By Andrei Khalip
LISBON (Reuters) - Two of the big three ratings agencies slashed their credit marks for Portugal's Banco Espirito Santo (LS:BES) and its biggest shareholder on Thursday, warning of an impact on their solvency from the founding family's growing financial problems.
Standard & Poor's cut two notches from its long-term rating - to high-risk "B-" - for BES, following Tuesday's failure by the Espirito Santo family's Rioforte holding company to repay 847 million euros in debt to Portugal Telecom (LS:PTC), which forced the telecom firm to take a cut in its stake of a merger with Brazil's Oi.
S&P said its action reflected "our assessment that BES' capital position has weakened as a result of the higher losses that, according to our expectations, it is likely to face given its direct exposure to the Espirito Santo Financial Group (ESFG), to its subsidiaries, and to Rioforte."
Sources have told Reuters that Rioforte is preparing to file for creditor protection in Luxembourg, where it is registered.
Moody's rating agency - which last week cut BES by three notches to "B3" - downgraded Espirito Santo Financial Group (LS:ESF) by two notches to "Ca", citing "the heightened risk of default for the group, combined with the potential for significant losses for bondholders."
It also said ESFG's financial flexibility was becoming increasingly limited, evidenced by Monday's fire sale of a 4.99 percent stake in BES at a big discount.
Although the Espirito Santo family no longer controls the bank, ESFG is still the largest single shareholder in BES with a 20 percent stake.

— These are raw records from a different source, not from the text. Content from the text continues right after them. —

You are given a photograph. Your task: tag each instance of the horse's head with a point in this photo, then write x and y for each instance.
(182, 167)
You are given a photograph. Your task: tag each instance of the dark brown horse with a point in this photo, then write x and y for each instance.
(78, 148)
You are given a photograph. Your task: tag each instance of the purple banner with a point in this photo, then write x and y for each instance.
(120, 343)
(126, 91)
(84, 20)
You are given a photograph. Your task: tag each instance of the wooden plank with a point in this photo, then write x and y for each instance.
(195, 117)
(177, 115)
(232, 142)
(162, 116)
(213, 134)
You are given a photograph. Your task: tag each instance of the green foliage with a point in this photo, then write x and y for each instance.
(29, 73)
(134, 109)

BES shares sank 9.9 percent to 0.41 euros by 1106 GMT (12:06 p.m. BST), just above its all-time low of 0.36 euros hit on Tuesday.
"The rating cut is another blow in what has been a very negative news flow about the group, which stokes the uncertainty in the market, not allowing BES to have two straight sessions of gains," said Jose Novo, a trader at Orey iTrade brokers.

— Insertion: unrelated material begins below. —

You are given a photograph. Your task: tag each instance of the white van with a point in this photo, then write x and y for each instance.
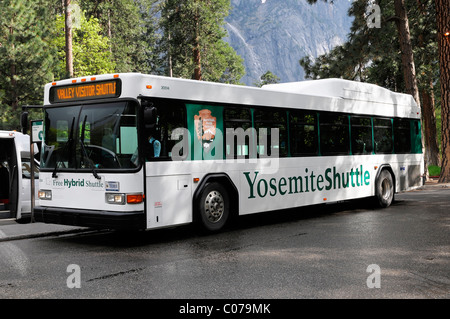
(15, 176)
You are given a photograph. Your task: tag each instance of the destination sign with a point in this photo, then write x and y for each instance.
(85, 91)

Reflecting widespread fear among investors that BES's problems are still far from clear, he added: "The difficulties of the group need to be spelled out."
"SERIOUS SITUATION"
Concerns surrounding the Espirito Santo banking clan, which founded BES more than a century ago, were sparked by an audit of a family holding company that owns Rioforte which found a "serious financial situation" there.
Those jitters spread last week to Europe and beyond, raising new concerns about Portugal generally only two months after it exited an international bailout deal.
The problems at BES initially pushed Portugal's bond yields higher, but in the past few days those yields have fallen again - to 3.70 percent on Wednesday after Tuesday's 3.76 percent.
The BES rating remains on S&P's Creditwatch and could be downgraded again. S&P said it saw "an increased likelihood" of a negative impact on its assessment of BES' solvency, given the magnitude of BES' exposure to these companies.
It said "potential new impairments associated with BES' direct exposure to the ESFG group entities and Rioforte could be of a magnitude at least offsetting the benefit from BES' recently completed capital increase."
BES raised 1.04 billion euros in a capital increase in May-June. It first reported unspecified "material irregularities" at Rioforte's parent company Espirito Santo International in the capital hike prospectus in late May.
Later on Thursday, financa minister Maria Luis Albuquerque will speak to a parliament committee about BES' situation. The government has said the bank is well-capitalised and does not require state aid, but there are still many unanswered questions on its total exposure to the family's troubled companies.
BES's problems wiped out 57 percent of its value in the past month, despite a 20 percent surge on Wednesday that analysts attributed to bargain-hunting and reports the bank's new CEO may bring in new shareholders to reinforce the bank's capital.
Bank of Portugal chief Carlos Costa has also said that although he sees no need for a capital increase at BES, if any additional capital were needed there are shareholders interested in taking part in a BES capital increase.